NAME

FlatFile::DataStore::FMTEYEWTK - POD containing in-depth discussion of FlatFile::DataStore.

VERSION

Discusses FlatFile::DataStore version 0.06.

SYNOPSYS

man FlatFile::DataStore
man FlatFile::DataStore::Tutorial
man FlatFile::DataStore::FMTEYEWTK

or

perldoc FlatFile::DataStore
perldoc FlatFile::DataStore::Tutorial
perldoc FlatFile::DataStore::FMTEYEWTK

or

http://search.cpan.org/dist/FlatFile-DataStore/

DESCRIPTION

Overview

This discussion only contains POD, so don't do this:

use FlatFile::DataStore::FMTEYEWTK;  # don't do this

Instead, simply read the POD (as you are doing). Also please read the docs for FlatFile::DataStore, which is essentially the reference manual, and for FlatFile::DataStore::Tutorial.

This discussion is intended to augment those docs with longer explanations for the design of the module, more usage examples, and other materials that will hopefully help you make better use of it.

DISCUSSION

Overview

FlatFile::DataStore implements a simple flat file data store. When you create (store) a new record, it is appended to the flat file. When you update an existing record, the existing entry in the flat file is flagged as updated, and the updated record is appended to the flat file. When you delete a record, the existing entry is flagged as deleted, and a deleted record is appended to the flat file.

The result is that all versions of a record are retained in the data store, and running a history will return all of them. Another result is that each record in the data store represents a transaction: create, update, or delete.

Data Store Files and Directories

Key files acts as an index into the data files. The different versions of the records in the data files act as linked lists:

- the first version of a record links just to it's successor
- a second, third, etc., versions link to their successors and predecessors
- the final (current) version links just to its predecessor

A key file entry always points to the final (current) version of a record.

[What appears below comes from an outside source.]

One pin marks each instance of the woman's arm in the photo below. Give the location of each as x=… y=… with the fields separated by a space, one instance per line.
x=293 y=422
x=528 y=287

It may have a pointer to a previous version, but it will never have a pointer to a "next" version, because there isn't one.

Each record is stored with a preamble, which is a fixed-length string of fields containing:

- crud indicator       (flag for created, updated, deleted, etc.)
- transaction number   (incremented when a record is touched)
- date                 (of the "transaction")
- key number           (record sequence number)
- record length        (in bytes)
- user data            (for out-of-band* user-defined data)
- "this" file number   (linked list pointers ...)
- "this" seek position
- "prev" file number
- "prev" seek position
- "next" file number
- "next" seek position

*That is, data about the record not stored in the record.

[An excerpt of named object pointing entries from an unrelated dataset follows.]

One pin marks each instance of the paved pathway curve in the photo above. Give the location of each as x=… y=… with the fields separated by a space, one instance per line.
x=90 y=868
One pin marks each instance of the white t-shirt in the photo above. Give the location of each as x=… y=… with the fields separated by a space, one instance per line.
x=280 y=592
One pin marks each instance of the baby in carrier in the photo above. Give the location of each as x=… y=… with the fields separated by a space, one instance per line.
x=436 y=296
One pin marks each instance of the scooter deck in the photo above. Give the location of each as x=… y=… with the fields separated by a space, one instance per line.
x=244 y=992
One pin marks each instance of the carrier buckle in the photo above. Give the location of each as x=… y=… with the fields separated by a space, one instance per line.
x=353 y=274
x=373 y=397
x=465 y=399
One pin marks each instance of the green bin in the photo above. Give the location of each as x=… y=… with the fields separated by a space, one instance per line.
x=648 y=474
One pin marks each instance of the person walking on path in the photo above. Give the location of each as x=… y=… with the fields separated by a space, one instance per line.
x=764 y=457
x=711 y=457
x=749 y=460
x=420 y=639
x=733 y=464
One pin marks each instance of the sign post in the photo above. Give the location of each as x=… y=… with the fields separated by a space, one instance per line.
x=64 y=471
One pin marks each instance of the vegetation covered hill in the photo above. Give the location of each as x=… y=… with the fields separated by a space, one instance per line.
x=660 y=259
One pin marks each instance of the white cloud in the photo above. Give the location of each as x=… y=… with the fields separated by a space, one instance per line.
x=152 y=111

The formats and sizes of these fixed-length fields may be configured when the data store is first defined, and will determine certain constraints on the size of the data store. For example, if the file number is base-10 and 2 bytes in size, then the data store may have up to 99 data files. And if the seek position is base-10 and 9 bytes in size, then each data file may contain up to 1 Gig of data.

Number bases larger than base-10 (up to base-36 for file numbers and up to base-62 for other numbers) may be used to help shorten the length of the preamble string.

A data store will have the following files:

- uri  file,  contains the uri, which defines the configuration parameters
- obj  file,  contains dump of generic perl object constructed from uri*
- toc  files, contain transaction numbers for each data file
- key  files, contain pointers to every current record version
- data files, contain all the versions of all the records

*('generic' because the object does not include the 'dir' attribute)

If the data store is small, it might have only one toc, key, and/or data file.

If dirlev (see below) is 0 or undefined, the toc, key, or data files will reside at the same level as the url and obj files, e.g.,

- name.uri
- name.obj
- name.toc     (or name.1.toc if C<tocmax> is set)
- name.key     (or name.1.key if C<keymax> is set)
- name.1.data  (the filenum, e.g., 1, is always present)

If dirlev > 0, the directory structure follows this scheme (note that file/dir numbers start with 1):

- dir - name.uri - name.obj - name - toc1 - name.1.toc, - name.2.toc, - etc. - toc2, - etc. - key1 - name.1.key, - name.2.key, - etc. - key2, - etc. - data1 - name.1.data - name.2.data, - etc. - data2, - etc.

If tocmax is not defined, there will never be more than one toc file and so the name will be name.toc instead of name.1.toc.

If keymax is not defined, there will never be more than one key file and so the name will be name.key instead of name.1.key.

Different data stores may coexist in the same top-level directory--they just have to have different names.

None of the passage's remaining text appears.